The code predicts Ethereum prices for next day, 15 days and 30 days in future. It utilizes EMD, EEMD and CEEMDAN family of data decomposition algorithms. The input time series is broken down into various Intrinsic mode functions and a residue. The residue is further broken iteratively until no pattern is left. Finally, the aggregated sum of all data is taken. The resultant data exhibits an improved noise-to-signal ratio and results into a better forecast when integrated with any deep learning model such as LSTM, CNN, CNN-BiLSTM or Supervised model.
An advancement on the EEMD method, Complete Ensemble Empirical Mode Decomposition with Adaptive Noise (CEEMDAN) allows for a granular spectral separation of the Intrinsic Mode Functions and a more precise reconstruction of the original signal (IMFs). I utilize CEEMDAN and LSTM to forecast Ethereum prices multiple steps ahead.
The novelty in this particular scenario is that the residue has been iteratively deconstructed using CEEMDAN until there is no pattern remaining in the residue. The residue is typically ignored by authors in scientific publications, losing valuable data. In order to get rid of the residue, I had to split it down into smaller parts. This is a novel concept, and it is the responsibility of future researchers to incorporate it into their own work. Please provide a citation to this repository in your work.

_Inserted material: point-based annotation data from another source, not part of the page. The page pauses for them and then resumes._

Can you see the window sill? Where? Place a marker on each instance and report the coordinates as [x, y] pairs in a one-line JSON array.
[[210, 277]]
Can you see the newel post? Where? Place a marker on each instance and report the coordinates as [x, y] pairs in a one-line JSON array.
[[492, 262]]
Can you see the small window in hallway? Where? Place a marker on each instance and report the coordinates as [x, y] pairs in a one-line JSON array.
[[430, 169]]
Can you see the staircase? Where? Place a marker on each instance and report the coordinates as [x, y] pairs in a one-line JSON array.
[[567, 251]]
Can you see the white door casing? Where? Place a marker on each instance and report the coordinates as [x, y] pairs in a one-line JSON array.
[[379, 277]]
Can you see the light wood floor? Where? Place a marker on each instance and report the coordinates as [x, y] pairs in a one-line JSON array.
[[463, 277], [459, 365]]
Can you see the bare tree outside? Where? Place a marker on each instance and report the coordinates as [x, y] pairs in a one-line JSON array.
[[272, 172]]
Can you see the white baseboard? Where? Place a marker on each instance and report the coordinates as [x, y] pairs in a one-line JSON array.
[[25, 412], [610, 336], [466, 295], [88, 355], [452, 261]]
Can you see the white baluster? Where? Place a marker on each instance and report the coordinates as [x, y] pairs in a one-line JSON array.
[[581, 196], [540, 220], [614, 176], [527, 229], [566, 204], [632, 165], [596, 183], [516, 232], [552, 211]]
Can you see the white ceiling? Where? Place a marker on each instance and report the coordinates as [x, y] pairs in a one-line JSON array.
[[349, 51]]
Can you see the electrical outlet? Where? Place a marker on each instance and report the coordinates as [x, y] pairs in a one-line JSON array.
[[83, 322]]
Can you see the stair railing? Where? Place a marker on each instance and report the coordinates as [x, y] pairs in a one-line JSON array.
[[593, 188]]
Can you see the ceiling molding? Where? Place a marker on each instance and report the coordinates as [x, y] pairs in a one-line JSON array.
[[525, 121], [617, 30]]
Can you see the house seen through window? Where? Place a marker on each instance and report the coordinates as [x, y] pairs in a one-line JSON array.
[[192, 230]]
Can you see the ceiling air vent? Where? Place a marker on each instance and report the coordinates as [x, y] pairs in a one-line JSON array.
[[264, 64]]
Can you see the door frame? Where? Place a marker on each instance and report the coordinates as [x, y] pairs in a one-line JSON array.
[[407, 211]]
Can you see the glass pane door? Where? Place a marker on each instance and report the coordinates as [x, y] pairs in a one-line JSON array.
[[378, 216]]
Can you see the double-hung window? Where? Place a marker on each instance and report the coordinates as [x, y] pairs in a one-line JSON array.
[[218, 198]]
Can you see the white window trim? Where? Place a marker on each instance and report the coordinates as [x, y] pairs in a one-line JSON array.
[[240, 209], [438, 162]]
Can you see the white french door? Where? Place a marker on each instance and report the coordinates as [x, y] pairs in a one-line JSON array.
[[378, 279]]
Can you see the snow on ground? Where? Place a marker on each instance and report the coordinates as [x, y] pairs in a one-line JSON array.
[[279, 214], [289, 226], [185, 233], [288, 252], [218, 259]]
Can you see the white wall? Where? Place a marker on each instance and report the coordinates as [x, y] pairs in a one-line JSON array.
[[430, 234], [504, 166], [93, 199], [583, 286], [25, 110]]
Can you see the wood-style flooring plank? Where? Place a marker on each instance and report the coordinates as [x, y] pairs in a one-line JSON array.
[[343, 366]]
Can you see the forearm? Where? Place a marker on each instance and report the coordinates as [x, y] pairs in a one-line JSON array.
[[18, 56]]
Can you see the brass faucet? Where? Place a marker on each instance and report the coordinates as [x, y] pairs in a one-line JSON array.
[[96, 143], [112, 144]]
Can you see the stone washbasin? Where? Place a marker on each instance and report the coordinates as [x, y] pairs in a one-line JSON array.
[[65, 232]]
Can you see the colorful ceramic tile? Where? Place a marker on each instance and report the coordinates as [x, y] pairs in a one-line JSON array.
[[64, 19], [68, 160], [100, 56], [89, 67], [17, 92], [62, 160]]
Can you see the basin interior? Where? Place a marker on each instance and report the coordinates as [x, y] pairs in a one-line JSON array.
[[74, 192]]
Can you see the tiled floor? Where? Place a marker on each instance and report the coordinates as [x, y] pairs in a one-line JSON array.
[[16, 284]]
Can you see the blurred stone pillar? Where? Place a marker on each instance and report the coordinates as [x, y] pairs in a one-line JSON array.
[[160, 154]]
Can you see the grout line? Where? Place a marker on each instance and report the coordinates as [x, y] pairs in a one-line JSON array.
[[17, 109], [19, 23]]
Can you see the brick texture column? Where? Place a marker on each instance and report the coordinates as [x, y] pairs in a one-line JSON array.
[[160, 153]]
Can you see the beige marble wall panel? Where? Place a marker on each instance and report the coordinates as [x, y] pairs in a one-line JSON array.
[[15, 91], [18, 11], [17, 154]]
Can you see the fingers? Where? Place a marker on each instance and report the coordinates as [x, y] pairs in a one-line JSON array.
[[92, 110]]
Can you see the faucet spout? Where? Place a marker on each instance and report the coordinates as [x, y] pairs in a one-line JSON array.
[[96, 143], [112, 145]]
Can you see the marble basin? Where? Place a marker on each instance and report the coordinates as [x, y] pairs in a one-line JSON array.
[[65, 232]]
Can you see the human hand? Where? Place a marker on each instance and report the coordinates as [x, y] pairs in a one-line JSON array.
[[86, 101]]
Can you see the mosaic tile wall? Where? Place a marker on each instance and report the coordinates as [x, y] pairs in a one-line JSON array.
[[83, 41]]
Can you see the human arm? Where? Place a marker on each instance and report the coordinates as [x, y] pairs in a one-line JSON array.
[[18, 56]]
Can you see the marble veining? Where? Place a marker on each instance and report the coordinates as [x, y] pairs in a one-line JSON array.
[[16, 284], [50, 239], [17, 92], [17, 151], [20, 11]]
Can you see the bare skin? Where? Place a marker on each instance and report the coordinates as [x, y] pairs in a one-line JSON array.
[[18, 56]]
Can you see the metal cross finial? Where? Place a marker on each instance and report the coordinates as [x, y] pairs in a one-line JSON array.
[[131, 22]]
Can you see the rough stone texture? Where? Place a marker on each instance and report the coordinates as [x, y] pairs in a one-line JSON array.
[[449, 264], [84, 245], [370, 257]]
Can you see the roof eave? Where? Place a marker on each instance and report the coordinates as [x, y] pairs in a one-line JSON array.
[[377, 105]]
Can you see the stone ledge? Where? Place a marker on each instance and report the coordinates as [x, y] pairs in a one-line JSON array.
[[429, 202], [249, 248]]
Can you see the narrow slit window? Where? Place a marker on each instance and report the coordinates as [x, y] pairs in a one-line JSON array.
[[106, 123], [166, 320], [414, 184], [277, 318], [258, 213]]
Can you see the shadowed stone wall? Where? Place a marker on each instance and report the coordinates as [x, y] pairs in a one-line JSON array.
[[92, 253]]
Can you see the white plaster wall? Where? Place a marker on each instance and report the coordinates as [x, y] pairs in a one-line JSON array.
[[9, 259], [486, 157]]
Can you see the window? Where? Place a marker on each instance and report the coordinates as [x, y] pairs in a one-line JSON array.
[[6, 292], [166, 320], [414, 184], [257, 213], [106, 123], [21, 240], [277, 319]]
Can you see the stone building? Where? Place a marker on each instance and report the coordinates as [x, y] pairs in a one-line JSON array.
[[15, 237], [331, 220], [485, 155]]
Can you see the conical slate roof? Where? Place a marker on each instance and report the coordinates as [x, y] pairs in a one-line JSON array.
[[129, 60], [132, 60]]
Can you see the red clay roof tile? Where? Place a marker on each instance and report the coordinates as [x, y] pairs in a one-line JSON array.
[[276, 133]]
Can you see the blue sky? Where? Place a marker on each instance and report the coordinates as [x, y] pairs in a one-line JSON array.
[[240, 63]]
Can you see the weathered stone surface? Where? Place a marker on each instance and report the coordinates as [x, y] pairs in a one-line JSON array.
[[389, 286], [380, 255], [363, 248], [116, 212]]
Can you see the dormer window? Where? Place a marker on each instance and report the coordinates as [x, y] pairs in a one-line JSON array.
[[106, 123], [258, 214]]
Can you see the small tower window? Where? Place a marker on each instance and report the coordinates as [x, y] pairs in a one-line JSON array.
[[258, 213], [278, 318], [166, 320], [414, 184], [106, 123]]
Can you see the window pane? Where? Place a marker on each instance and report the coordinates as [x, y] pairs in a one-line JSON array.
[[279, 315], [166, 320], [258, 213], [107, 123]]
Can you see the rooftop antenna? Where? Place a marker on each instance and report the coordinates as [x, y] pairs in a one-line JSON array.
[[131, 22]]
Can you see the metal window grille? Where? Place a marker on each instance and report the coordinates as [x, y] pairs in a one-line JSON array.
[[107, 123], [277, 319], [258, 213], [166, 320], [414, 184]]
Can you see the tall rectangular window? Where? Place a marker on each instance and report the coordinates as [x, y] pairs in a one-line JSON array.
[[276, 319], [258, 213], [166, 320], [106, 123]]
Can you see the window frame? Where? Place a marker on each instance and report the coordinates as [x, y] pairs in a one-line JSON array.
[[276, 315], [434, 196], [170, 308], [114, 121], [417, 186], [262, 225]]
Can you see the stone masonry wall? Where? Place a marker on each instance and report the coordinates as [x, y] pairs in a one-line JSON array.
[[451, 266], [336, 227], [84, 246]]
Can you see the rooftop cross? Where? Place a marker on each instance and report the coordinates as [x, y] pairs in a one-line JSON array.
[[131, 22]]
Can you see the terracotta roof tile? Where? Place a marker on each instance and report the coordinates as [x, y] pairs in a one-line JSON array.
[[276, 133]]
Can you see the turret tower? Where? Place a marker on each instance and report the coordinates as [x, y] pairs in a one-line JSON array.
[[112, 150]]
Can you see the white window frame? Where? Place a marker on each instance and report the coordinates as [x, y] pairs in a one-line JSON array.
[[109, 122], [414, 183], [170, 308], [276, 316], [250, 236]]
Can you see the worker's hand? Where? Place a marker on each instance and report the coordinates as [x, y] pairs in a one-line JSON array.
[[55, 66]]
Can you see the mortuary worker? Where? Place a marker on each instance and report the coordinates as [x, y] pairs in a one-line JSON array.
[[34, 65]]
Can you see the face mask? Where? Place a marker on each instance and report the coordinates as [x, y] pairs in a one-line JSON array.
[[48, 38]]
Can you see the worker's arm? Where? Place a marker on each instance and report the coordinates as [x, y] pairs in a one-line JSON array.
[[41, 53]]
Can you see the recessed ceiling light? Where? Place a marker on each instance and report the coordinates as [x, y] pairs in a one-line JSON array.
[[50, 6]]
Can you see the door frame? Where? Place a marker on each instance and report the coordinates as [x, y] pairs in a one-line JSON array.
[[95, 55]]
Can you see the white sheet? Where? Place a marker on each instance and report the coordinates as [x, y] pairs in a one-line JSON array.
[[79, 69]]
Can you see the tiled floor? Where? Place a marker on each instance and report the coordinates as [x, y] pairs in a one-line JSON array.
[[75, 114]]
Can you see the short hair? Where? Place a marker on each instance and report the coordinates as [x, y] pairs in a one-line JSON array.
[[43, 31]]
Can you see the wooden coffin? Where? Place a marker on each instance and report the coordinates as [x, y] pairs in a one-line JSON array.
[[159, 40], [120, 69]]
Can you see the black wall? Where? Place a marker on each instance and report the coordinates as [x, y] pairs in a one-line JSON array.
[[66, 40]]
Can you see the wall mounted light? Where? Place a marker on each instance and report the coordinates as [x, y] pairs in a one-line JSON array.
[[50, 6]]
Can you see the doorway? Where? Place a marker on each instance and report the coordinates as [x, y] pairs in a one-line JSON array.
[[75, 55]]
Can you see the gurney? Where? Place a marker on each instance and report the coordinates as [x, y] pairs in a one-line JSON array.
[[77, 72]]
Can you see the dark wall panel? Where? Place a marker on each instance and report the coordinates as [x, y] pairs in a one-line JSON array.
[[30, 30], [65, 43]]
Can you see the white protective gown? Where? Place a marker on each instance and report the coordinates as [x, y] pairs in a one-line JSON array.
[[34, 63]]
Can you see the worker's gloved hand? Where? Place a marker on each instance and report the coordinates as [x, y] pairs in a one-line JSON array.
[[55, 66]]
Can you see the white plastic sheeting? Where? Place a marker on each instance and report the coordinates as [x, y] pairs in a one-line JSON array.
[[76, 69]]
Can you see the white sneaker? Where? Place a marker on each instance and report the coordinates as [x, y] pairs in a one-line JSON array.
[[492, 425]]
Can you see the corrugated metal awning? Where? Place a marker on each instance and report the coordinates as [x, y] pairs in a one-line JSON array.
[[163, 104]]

Figures 1 and 2 illustrate the decomposition of Ethereum time series. The residue depicted in figure 1 is utilized as an input in Figure 2. The residue is iteratively decomposed at multiple levels. However in case of Ethereum, I am only including the first decomposition of the residue which removes most of the noise and results into a smooth pattern. Using the preceding iterative process, the residue can be reduced down to the point where no pattern remains.